A powerful tropical cyclone has wreaked havoc in Western Australia, halting operations at the nation’s two largest liquefied natural gas (LNG) facilities operated by Chevron and Woodside. This disruption intensifies the global LNG supply crisis already affected by Middle Eastern conflicts.

Following Qatar’s cessation of LNG production in March due to facility damage from Iranian strikes, Australia ascended to become the world’s second-largest LNG exporter. This has left the global LNG supply landscape strained.

Compounding the issue, Iran’s blockade of the Strait of Hormuz has further destabilized LNG shipments originating from the Middle East.

Chevron is currently engaged in efforts to restart operations at its Gorgon and Wheatstone LNG facilities in Western Australia. These outages are believed to be a result of Tropical Cyclone Narelle, a category three storm that made landfall on Friday.

The Gorgon facility stands as Australia’s largest LNG export plant, with an annual production capacity of 15.6 million tonnes across three processing trains. Meanwhile, the Wheatstone facility, smaller in comparison, operates two trains with a capacity of 8.9 million tonnes per year.

Woodside has also reported that its Karratha gas plant experienced production disruptions due to the cyclone’s impact.

The gas plant is the onshore processing facility for the North ‌West Shelf, Australia’s ‌oldest and second-largest LNG project, producing ⁠14.3 million tonnes a year, down from 16.9 million tonnes a year after it shut down one of its five production trains.

MST Marquee analyst Saul Kavonic estimated the cyclone was disrupting more than 30 million tonnes a year of Australian LNG supply.

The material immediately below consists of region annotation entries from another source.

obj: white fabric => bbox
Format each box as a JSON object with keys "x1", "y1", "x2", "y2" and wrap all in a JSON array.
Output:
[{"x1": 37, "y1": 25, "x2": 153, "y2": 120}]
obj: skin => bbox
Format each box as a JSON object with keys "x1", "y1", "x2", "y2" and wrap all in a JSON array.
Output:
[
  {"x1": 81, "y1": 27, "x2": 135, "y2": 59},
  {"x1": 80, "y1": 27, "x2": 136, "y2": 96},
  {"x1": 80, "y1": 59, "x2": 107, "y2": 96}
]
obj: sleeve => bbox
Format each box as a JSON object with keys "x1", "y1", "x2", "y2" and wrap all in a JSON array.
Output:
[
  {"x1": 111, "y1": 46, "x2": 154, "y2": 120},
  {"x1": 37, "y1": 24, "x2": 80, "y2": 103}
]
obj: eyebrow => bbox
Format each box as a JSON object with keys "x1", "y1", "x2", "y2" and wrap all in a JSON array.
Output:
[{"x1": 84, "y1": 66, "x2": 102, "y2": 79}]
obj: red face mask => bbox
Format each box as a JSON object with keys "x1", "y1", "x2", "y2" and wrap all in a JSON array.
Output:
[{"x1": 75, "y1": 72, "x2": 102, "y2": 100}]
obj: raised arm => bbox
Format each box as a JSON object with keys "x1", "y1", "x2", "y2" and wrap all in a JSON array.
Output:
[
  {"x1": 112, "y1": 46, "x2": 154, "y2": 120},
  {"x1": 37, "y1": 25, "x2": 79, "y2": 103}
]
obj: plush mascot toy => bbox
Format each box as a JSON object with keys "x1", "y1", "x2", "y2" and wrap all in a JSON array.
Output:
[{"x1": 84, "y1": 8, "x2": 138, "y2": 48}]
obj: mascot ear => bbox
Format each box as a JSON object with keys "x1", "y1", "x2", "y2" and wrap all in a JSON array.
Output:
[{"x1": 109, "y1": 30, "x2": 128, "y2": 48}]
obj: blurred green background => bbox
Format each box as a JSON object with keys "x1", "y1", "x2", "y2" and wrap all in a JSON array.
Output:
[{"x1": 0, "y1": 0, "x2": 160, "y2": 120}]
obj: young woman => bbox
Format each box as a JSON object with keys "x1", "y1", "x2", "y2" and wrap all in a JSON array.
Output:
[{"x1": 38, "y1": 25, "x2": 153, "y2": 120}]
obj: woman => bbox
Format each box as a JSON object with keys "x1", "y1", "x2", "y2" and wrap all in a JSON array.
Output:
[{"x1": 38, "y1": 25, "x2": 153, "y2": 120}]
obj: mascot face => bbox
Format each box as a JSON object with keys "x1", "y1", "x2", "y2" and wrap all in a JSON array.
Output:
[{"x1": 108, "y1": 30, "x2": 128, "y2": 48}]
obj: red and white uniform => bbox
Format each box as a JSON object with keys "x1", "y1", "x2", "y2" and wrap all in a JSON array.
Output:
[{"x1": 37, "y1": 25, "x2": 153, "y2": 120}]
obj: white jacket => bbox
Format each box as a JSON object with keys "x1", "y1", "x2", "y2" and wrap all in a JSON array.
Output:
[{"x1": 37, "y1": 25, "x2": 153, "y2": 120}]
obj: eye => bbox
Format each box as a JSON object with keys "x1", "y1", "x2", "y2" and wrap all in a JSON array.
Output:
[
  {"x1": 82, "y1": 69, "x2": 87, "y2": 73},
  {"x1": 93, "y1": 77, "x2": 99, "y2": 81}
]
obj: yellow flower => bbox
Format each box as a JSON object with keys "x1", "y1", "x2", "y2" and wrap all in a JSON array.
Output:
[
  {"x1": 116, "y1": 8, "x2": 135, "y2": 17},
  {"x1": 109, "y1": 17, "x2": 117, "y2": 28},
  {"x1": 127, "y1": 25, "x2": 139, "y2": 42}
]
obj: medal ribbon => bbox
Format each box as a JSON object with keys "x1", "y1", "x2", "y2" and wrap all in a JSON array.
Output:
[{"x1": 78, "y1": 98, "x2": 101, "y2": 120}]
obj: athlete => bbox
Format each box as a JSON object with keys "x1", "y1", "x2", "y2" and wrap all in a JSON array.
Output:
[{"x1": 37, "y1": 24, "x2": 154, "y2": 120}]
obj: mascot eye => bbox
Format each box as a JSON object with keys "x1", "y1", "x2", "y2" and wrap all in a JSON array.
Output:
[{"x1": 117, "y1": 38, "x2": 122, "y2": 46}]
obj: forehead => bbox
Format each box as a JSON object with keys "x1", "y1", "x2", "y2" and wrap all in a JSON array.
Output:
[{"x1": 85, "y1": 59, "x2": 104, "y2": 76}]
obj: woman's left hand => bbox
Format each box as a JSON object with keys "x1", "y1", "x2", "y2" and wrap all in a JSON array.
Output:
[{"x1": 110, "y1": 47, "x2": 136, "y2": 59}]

Combined with the shock from the Middle East, he said more than a quarter of global LNG supply was affected.

“This will exacerbate gas market tightness in Asia and Europe, especially if it takes more than a matter of days to normalise Australian production levels again,” Kavonic said.

A Chevron Australia spokesperson said an outage occurred at the Wheatstone platform, about 225km off Australia’s west coast, on ⁠Thursday, causing a suspension of onshore gas production.

“All personnel were demobilised from ‌the Wheatstone Platform ahead of the cyclone passing, which has been operated remotely from our Perth office since Tuesday afternoon,” the spokesperson said.

Three hours later, an outage shut down one of three LNG production trains at the ‌Gorgon facility on Barrow Island, about 50km offshore.

“We will resume full production at both facilities once it is safe to do so,” a Chevron Australia spokesperson said.

Woodside said production at the North West Shelf project would restart once it is able to send workers back to its offshore facilities.

It said operations were continuing at its Macedon domestic gas plant and its Pluto LNG facility.

“If there is any material impact to production or assets, Woodside will update the market,” a spokesperson said.